Great use cases for them include getter-type methods:
def tip_rate = 0.2
simple calculations:
def calculate_tip(amount) = amount * tip_rate
or ActiveRecord queries:
def receipts = Document.where(type: 'receipt')
These endless methods have also been helpful in writing, and maintaining, good code, as they encourage the single-responsibility principle.
The one-line syntax encourages the method to be simple and concise. It is hard to tackle multiple responsibilities in a single line. Then as the application grows, the syntax discourages scope creep, since adding lines to the method requires rewriting the definition. Reformatting the syntax is easy enough to do when the use-case demands, but it provides just enough friction to reduce the sort of method expansion that can happen as codebases mature.

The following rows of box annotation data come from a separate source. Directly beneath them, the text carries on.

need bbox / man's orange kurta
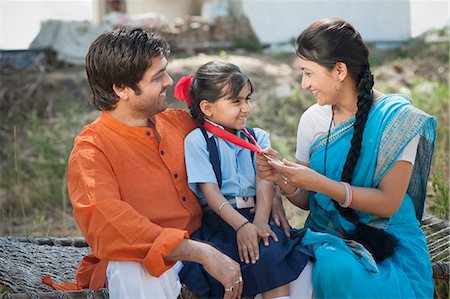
[68,110,201,289]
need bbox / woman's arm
[269,160,413,217]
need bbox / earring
[334,80,344,92]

Omitting hash literal values
Implicit hash literal values is a feature that has been in JavaScript for some time, but has now come to Ruby and fits right in with the syntactical sugar the language has already embraced.

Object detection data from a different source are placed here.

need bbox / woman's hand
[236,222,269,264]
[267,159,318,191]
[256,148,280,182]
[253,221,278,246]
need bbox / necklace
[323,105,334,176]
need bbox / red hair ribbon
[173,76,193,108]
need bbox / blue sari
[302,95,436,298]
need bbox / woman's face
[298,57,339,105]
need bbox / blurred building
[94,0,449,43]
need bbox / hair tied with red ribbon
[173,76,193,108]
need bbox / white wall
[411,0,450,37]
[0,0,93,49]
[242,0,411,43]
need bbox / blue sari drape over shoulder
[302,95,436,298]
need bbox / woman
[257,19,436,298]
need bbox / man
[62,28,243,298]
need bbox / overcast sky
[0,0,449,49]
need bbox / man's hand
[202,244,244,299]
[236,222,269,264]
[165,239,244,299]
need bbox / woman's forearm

When dealing with key/value pairs, previously we had to always write out the key and the value.
tip_rate = 0.2
tax_rate = 0.081
additional_fees = { tip_rate: tip_rate, tax_rate: tax_rate }
Now if the key name matches the variable name, Ruby will implicitly understand what value the key is referencing, so the example above can be written to look like this:
tip_rate = 0.2
tax_rate = 0.081
additional_fees = { tip_rate: , tax_rate: }
This syntax has also been beneficial in writing readable code. Using this shortcut encourages consistent naming conventions, so the value you are passing is clearly matched with the key to which it belongs.
Combining Endless Methods with Hash Literals
These two features end up pairing together nicely as the omitted value works with method names. So you can follow Object-Oriented principles by encapsulating your data in logic, and then pass these method calls into hashes seamlessly as implicit values.